/BigData-Spark

Analysis of reddit comments in real time.

Primary LanguagePython

BigData-Spark

The idea of this project was to get used to using Kafka, Spark, Hbase and graphing the findings using Jupyter to do some analysis on each new submission coming from reddit.

To start the project please install Kafka and move it to the home directory. (Note make sure the file is renamed to Kafka, this will be useful for starting up the zookeeper/kafka server using the scripts provided.)

First tier component is Kafka Producer which is written in Python. Before running run the following: 1)Zookeeper-server.sh 2)Kafka-server.sh

it is Recommended to have Python3 installed and use pip3 to install the following modules before running the producer: Kafka Praw

The data source we are using to get the data is Reddit using the Praw Python module, then we stream this data on Kafka on localhost onto topic final-lab-topic.
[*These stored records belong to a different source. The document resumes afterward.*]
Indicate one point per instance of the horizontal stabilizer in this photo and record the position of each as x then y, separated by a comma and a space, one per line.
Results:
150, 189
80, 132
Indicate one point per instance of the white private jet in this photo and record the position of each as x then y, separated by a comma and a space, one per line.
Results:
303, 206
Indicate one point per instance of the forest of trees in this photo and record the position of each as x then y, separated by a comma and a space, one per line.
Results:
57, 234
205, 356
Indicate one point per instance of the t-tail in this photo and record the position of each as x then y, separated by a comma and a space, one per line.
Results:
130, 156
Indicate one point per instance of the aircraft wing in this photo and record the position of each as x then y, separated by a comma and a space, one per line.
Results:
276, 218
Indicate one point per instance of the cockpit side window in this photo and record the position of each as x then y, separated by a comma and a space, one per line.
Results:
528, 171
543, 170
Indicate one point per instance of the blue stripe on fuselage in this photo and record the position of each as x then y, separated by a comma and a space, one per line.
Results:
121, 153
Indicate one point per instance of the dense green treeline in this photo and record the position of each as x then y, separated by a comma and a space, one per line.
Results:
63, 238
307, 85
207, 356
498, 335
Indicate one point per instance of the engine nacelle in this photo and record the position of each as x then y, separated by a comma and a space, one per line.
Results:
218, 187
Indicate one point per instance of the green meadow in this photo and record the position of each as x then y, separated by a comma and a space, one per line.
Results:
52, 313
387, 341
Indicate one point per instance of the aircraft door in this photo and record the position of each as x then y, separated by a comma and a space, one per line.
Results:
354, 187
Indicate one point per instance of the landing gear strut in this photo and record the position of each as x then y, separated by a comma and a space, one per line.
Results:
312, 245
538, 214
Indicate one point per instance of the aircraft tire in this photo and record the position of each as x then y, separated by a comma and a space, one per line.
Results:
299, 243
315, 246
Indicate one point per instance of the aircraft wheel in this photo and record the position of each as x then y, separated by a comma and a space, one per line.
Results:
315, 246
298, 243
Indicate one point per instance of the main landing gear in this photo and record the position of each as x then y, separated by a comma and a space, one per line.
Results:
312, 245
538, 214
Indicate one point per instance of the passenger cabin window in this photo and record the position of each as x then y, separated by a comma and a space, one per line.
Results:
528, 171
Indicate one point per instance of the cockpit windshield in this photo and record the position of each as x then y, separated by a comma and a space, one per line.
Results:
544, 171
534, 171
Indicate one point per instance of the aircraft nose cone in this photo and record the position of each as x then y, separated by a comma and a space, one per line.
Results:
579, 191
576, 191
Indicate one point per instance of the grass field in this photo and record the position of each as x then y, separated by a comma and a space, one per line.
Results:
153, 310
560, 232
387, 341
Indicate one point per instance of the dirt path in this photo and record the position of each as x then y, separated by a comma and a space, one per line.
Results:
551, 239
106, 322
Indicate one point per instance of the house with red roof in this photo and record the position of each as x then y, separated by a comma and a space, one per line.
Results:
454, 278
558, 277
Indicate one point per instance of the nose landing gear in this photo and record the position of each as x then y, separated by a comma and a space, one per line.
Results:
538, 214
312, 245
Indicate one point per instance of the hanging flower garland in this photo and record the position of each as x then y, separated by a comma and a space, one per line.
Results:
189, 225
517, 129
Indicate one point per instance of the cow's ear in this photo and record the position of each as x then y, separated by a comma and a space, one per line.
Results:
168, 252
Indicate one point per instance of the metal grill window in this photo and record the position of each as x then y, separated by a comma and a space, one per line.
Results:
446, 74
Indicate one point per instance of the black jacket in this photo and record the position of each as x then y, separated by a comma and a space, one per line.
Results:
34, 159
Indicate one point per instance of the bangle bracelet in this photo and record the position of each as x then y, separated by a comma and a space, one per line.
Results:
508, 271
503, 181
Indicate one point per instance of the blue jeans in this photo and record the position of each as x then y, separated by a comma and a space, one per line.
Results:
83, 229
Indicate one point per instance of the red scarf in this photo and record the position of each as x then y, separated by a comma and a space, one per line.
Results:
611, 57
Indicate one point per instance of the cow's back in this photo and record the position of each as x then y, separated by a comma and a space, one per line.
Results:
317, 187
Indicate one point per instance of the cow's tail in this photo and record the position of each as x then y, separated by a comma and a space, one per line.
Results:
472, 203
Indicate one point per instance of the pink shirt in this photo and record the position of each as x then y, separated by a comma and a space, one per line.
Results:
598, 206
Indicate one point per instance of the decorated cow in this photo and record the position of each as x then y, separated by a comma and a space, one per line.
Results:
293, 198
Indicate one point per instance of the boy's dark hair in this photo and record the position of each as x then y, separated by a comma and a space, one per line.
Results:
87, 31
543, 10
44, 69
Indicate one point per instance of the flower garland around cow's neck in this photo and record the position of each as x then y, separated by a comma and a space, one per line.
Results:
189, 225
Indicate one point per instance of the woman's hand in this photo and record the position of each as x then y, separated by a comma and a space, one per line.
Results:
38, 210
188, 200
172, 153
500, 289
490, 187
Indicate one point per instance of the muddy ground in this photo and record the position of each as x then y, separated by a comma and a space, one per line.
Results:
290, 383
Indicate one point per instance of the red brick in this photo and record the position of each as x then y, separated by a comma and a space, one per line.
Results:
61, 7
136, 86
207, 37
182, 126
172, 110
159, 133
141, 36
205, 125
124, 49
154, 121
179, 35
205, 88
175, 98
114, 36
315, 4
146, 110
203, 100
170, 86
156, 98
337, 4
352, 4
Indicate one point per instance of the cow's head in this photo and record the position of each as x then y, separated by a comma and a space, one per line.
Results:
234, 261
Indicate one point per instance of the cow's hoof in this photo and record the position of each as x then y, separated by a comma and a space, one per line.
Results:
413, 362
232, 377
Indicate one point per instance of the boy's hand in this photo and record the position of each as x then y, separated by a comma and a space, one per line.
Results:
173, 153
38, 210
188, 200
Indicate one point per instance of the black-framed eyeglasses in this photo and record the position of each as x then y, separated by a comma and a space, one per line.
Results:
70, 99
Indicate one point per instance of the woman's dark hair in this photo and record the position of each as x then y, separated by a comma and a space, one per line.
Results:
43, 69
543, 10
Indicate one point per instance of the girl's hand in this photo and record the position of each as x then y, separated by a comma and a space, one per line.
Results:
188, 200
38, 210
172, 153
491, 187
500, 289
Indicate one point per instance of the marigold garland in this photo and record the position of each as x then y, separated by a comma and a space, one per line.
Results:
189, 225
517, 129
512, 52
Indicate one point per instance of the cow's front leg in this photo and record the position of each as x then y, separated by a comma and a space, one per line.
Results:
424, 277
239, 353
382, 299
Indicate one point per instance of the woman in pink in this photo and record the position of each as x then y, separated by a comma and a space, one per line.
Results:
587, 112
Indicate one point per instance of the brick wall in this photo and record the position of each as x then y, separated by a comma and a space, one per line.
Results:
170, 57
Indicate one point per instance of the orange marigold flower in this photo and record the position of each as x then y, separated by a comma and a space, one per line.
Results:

Second tier component, we have two Kafka consumers currently that listen onto this topic:

  1. Java Consumer: reads the streamed data using kafka and spark, then add them to the database using spark SQL. This must be a different machine and must have the following installed: A) Hbase B) Hadoop 2.x+
  2. Spark The dependancies are all included in the pom-xml file, you can use Intellj Ide to download any missing ones.

2)Python Consumer, currently reads the data on the same machine, it is built for future implemention for some machine learning model to run on the streamed data.

Install pyspark before running this one.

3)Data visualization: Currently reads the data from the json file produced by the python producer, in the future it will read the data directly from Hbase that is hosted on another machine.

Install Jupiyter notebook, pandas, plotly, matplotlib before running this one.

TO DO: In the data visualization phase, make the code read directly from the remote machine that hosts hive/hbase on it, and use spark sql to read it instead of reading a local file.

In the Python Kafka consumer, implement a way to find most common categories people are talking about and use it for data visualization.